The new rule will be a major test “for even the most experienced contractors," said Nelson Kanemoto, founder of the cybersecurity firm eResilience. The news that the deadline will not be changed ratchets up the pressure, he said. “If you're non-compliant at the end of the year you risk having to stop work."
In discussions about the security of the defense supply chain, the Pentagon rarely mentions specific countries it worries about, although China is clearly the big bad boogeyman. The U.S. China Economic and Security Review Commission in May solicited bids for an “unclassified report on supply chain vulnerabilities from China in U.S. federal information technology procurement.”
Congress established the commission in 2000 to monitor and study the national security implications of China’s economic relationship with the United States.
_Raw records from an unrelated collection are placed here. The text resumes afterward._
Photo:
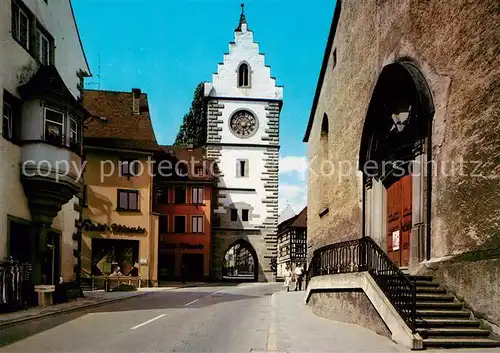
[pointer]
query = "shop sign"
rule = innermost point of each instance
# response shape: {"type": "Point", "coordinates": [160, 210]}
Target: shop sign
{"type": "Point", "coordinates": [182, 246]}
{"type": "Point", "coordinates": [88, 225]}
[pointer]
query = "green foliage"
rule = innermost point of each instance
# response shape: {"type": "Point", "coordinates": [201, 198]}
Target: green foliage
{"type": "Point", "coordinates": [193, 129]}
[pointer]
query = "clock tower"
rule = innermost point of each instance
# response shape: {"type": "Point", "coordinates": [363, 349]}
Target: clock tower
{"type": "Point", "coordinates": [244, 105]}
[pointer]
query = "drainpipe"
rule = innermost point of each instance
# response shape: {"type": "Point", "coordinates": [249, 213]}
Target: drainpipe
{"type": "Point", "coordinates": [429, 189]}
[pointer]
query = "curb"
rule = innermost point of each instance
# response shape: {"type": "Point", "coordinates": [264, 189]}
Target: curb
{"type": "Point", "coordinates": [13, 322]}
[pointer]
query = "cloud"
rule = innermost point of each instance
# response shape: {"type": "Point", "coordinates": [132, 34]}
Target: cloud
{"type": "Point", "coordinates": [293, 195]}
{"type": "Point", "coordinates": [294, 164]}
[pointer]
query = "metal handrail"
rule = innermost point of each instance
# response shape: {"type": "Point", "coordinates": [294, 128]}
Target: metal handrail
{"type": "Point", "coordinates": [362, 255]}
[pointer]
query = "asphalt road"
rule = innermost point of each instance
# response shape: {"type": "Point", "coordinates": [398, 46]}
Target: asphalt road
{"type": "Point", "coordinates": [215, 319]}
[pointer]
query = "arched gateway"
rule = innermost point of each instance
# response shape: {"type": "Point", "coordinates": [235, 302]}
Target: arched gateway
{"type": "Point", "coordinates": [394, 154]}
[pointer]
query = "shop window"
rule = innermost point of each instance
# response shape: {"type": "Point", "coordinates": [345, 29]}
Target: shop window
{"type": "Point", "coordinates": [197, 224]}
{"type": "Point", "coordinates": [128, 200]}
{"type": "Point", "coordinates": [180, 224]}
{"type": "Point", "coordinates": [197, 195]}
{"type": "Point", "coordinates": [180, 195]}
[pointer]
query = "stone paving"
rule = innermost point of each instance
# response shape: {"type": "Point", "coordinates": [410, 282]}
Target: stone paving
{"type": "Point", "coordinates": [295, 328]}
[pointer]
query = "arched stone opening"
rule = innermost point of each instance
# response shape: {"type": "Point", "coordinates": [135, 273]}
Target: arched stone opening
{"type": "Point", "coordinates": [394, 154]}
{"type": "Point", "coordinates": [240, 262]}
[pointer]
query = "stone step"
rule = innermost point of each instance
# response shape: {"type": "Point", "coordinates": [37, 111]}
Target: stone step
{"type": "Point", "coordinates": [430, 290]}
{"type": "Point", "coordinates": [454, 331]}
{"type": "Point", "coordinates": [435, 297]}
{"type": "Point", "coordinates": [460, 342]}
{"type": "Point", "coordinates": [447, 323]}
{"type": "Point", "coordinates": [438, 305]}
{"type": "Point", "coordinates": [441, 313]}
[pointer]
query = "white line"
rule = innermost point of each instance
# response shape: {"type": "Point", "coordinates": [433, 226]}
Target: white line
{"type": "Point", "coordinates": [147, 322]}
{"type": "Point", "coordinates": [194, 301]}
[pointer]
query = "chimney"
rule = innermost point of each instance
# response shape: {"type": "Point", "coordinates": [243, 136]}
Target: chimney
{"type": "Point", "coordinates": [136, 95]}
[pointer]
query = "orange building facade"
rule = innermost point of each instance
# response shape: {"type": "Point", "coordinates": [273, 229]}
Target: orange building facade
{"type": "Point", "coordinates": [183, 204]}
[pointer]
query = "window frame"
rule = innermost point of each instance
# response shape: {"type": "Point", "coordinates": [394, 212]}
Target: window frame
{"type": "Point", "coordinates": [175, 195]}
{"type": "Point", "coordinates": [10, 119]}
{"type": "Point", "coordinates": [128, 192]}
{"type": "Point", "coordinates": [243, 212]}
{"type": "Point", "coordinates": [40, 36]}
{"type": "Point", "coordinates": [62, 135]}
{"type": "Point", "coordinates": [175, 224]}
{"type": "Point", "coordinates": [234, 212]}
{"type": "Point", "coordinates": [196, 190]}
{"type": "Point", "coordinates": [128, 162]}
{"type": "Point", "coordinates": [166, 230]}
{"type": "Point", "coordinates": [17, 11]}
{"type": "Point", "coordinates": [242, 77]}
{"type": "Point", "coordinates": [198, 219]}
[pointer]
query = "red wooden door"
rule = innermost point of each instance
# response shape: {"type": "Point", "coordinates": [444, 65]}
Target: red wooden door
{"type": "Point", "coordinates": [399, 207]}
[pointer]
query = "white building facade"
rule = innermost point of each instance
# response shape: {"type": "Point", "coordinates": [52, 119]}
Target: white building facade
{"type": "Point", "coordinates": [244, 105]}
{"type": "Point", "coordinates": [43, 66]}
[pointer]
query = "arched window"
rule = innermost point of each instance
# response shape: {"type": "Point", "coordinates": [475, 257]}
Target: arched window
{"type": "Point", "coordinates": [243, 75]}
{"type": "Point", "coordinates": [324, 136]}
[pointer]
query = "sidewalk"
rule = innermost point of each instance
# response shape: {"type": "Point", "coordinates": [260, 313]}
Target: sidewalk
{"type": "Point", "coordinates": [295, 328]}
{"type": "Point", "coordinates": [90, 299]}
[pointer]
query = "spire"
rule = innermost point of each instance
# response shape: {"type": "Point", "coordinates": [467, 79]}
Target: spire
{"type": "Point", "coordinates": [243, 19]}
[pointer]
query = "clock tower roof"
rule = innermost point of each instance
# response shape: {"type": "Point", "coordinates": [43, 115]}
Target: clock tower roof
{"type": "Point", "coordinates": [243, 26]}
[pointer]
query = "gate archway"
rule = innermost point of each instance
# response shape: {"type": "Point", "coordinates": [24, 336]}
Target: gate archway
{"type": "Point", "coordinates": [396, 146]}
{"type": "Point", "coordinates": [240, 262]}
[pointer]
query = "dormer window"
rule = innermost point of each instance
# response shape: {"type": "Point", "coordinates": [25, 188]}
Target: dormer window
{"type": "Point", "coordinates": [244, 75]}
{"type": "Point", "coordinates": [43, 44]}
{"type": "Point", "coordinates": [54, 126]}
{"type": "Point", "coordinates": [20, 26]}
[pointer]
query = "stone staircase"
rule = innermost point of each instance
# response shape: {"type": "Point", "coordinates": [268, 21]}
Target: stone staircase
{"type": "Point", "coordinates": [442, 320]}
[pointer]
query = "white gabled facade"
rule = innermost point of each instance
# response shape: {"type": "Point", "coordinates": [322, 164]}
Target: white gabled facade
{"type": "Point", "coordinates": [52, 41]}
{"type": "Point", "coordinates": [252, 186]}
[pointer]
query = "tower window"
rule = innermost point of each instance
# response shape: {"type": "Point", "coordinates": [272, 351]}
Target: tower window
{"type": "Point", "coordinates": [244, 76]}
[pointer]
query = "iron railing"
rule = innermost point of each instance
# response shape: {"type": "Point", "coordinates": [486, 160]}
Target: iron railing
{"type": "Point", "coordinates": [365, 255]}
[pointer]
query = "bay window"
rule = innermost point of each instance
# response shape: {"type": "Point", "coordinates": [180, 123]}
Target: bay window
{"type": "Point", "coordinates": [54, 126]}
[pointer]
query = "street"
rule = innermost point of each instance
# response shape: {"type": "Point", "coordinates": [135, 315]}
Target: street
{"type": "Point", "coordinates": [204, 319]}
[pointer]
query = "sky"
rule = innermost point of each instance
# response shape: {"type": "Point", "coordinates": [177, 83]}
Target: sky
{"type": "Point", "coordinates": [167, 47]}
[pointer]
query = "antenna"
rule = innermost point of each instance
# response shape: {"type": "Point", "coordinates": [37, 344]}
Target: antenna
{"type": "Point", "coordinates": [99, 77]}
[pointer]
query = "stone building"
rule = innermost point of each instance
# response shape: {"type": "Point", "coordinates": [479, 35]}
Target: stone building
{"type": "Point", "coordinates": [404, 141]}
{"type": "Point", "coordinates": [244, 105]}
{"type": "Point", "coordinates": [42, 69]}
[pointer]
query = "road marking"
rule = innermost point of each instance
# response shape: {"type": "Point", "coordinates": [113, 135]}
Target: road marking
{"type": "Point", "coordinates": [194, 301]}
{"type": "Point", "coordinates": [147, 322]}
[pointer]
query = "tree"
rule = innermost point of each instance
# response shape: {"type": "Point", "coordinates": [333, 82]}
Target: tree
{"type": "Point", "coordinates": [193, 129]}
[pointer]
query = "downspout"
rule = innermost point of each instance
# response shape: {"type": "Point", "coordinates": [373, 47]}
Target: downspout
{"type": "Point", "coordinates": [429, 189]}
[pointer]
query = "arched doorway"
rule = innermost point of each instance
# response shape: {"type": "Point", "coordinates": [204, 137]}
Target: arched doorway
{"type": "Point", "coordinates": [240, 263]}
{"type": "Point", "coordinates": [395, 149]}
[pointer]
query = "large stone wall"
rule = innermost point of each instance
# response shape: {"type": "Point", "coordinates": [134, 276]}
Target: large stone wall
{"type": "Point", "coordinates": [460, 70]}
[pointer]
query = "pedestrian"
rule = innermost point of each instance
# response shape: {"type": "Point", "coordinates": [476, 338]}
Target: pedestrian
{"type": "Point", "coordinates": [299, 274]}
{"type": "Point", "coordinates": [288, 278]}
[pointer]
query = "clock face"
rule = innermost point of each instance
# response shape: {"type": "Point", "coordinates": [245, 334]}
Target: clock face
{"type": "Point", "coordinates": [243, 124]}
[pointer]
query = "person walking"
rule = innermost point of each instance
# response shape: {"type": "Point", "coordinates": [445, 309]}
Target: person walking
{"type": "Point", "coordinates": [299, 274]}
{"type": "Point", "coordinates": [288, 278]}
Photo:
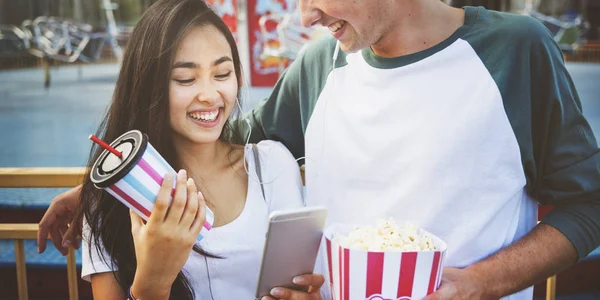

Bids for the report on supply chain vulnerabilities were due June 14 and work has to be completed within 90 days.
Brian Berger, executive vice president of the cybersecurity company Cytellix, said the Defense Department supply chain is “particularly vulnerable to high-profile targeting.” With valuable assets and limited protection, it is a “hacker’s paradise,” Berger wrote in a National Defense Magazine article. “As one of the largest and most operationally volatile supply chains in the world, an attack on this key resource could have potentially catastrophic effects, and may inhibit the military’s ability to respond to a contingency.”